First, there’s the role of government in driving up the cost of new housing through regulatory actions at the provincial and municipal level. Housing in early 21st century Ontario has been treated not as an investment but as a source of cash for governments, which always seem to need more money. According to a CMHC report, government charges on new housing development via warranty fees, municipal fees, development and permit fees easily add 20 per cent to the cost of building a new home. Indeed, the regulatory charges for a new home in a place such as Markham can easily add up to $180,000 with some of the higher costs imposed on higher density row homes and high rise units relative to single-detached homes. This is not an inconsequential amount given housing prices in Markham average about $1.3 million.

Second, housing supply has not kept up with population growth. This is not a new story—the addition of new per-person housing stock in Ontario peaked in the 1970s. The chart below plots total housing starts for Ontario from 1955 to 2023. While there have been cyclic highs and lows, the overall trend has been upwards. Even so, the total number of starts peaked in 1973 at 110,536 starts. By way of contrast, 2023 saw 89,297 new home starts. In 1973, Ontario’s population was 8.1 million people whereas by 2023 it was estimated at 15.8 million.

Fig. 1

When one calculates the number of new starts per person and constructs an index with 1955 equal to 100, it becomes clear that new housing starts per person have been on a long-term decline. Compared to 1955, we’re building 45 per cent fewer new homes per person. If you compare it to the per-person peak in the 1970s, Ontario in 2023 built nearly 60 per cent fewer new homes per person.

Fig. 2

To add to the stock of affordable housing, the Ontario government has set the target of 1.5 million homes to be built by 2031. To this end, it created a Building Faster Fund that would provide up to $1.2 billion to municipalities that meet or exceed the government housing target set for that community and provide strong mayoral powers to municipalities to help cut through municipal red tape and speed up construction. The government has also set housing targets for municipalities to meet to receive the funding.

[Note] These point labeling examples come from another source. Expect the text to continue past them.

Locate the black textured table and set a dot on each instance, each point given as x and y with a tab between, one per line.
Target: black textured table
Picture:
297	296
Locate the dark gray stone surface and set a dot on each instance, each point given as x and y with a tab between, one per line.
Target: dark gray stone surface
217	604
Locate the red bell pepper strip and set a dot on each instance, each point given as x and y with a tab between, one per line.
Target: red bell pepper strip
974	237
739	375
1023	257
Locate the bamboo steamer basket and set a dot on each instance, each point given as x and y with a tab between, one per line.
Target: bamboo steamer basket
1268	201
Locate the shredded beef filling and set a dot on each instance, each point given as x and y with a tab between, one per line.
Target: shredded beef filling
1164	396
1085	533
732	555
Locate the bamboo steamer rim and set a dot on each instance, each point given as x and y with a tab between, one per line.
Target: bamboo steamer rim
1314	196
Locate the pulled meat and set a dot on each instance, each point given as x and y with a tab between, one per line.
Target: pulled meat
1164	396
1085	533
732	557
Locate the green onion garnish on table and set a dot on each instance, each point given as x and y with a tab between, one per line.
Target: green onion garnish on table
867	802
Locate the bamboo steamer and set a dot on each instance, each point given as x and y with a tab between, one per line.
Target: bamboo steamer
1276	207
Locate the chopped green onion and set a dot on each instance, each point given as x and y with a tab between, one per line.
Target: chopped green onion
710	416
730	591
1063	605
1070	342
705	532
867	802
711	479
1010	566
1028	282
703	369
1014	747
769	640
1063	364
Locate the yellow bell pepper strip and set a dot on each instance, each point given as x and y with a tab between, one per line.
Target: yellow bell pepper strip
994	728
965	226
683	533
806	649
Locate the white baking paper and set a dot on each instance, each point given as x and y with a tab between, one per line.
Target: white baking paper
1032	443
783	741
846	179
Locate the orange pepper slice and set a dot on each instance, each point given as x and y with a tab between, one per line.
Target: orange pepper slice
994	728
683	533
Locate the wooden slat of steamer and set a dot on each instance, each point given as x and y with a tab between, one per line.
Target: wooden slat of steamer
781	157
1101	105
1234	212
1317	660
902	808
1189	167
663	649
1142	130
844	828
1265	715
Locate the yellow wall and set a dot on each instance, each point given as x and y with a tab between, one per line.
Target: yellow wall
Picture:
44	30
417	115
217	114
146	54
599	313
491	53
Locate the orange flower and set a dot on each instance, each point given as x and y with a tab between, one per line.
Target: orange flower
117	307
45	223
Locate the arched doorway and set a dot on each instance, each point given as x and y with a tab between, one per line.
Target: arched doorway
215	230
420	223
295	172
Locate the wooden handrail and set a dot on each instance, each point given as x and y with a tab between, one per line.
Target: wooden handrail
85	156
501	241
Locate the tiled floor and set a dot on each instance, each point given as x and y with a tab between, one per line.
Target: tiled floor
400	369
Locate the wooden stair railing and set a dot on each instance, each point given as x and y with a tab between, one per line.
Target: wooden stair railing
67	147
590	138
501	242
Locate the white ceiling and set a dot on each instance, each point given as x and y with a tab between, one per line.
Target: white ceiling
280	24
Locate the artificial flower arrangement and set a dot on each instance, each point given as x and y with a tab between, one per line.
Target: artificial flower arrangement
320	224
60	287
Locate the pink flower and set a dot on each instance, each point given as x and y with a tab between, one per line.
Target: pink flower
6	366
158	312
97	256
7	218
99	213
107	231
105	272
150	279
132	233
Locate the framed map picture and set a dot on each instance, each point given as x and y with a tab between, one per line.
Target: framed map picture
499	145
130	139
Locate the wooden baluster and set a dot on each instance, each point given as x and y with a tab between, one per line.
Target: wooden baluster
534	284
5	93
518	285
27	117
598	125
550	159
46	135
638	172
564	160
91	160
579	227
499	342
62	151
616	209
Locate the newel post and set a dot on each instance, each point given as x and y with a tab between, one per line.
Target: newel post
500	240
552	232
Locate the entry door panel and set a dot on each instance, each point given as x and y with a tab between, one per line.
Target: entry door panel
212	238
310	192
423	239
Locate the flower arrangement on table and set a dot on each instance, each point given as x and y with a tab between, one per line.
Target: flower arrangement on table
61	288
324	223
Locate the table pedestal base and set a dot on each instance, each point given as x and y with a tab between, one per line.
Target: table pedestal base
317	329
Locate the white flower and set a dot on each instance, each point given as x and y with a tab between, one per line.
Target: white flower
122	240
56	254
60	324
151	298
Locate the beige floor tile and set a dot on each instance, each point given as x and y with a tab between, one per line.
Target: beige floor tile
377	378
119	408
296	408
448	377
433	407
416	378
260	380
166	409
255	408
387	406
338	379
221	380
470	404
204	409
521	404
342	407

Keep in mind that to reach a target of 1.5 million new homes by 2031, Ontario would need to add 187,500 new homes a year until 2031. As the first chart illustrates, since 1955 there has not been a single year where Ontario has come close to that number. Indeed, if one compares housing starts as a per cent of the target set by the provincial government across municipalities based on data from its Housing Tracker (see chart below) it’s clear that as of late-January 2024, barely one-quarter of municipalities had met their 2023 housing target. Not the most auspicious start.

Fig. 3

What’s Ontario to do? The province’s housing availability and affordability problem will likely get worse before it gets better. Along with boosting the supply of skilled trades people to help construct more homes, it must reduce the regulatory and zoning barriers that slow down the construction of multi-unit residential projects, reduce the governmental development charges particularly on “missing-middle” density builds that emphasize family-sized units, and provide further tax incentives geared to building high-rise multi-unit builds with family-sized units. Governments should also increase efforts to leverage surplus public lands at the federal, provincial and municipal levels to help construct affordable housing as the current approach has paid little attention to having a constant and ample supply of shovel-ready sites.

Only such a multi-pronged approach will have any hope of meeting the housing needs of Ontarians over time.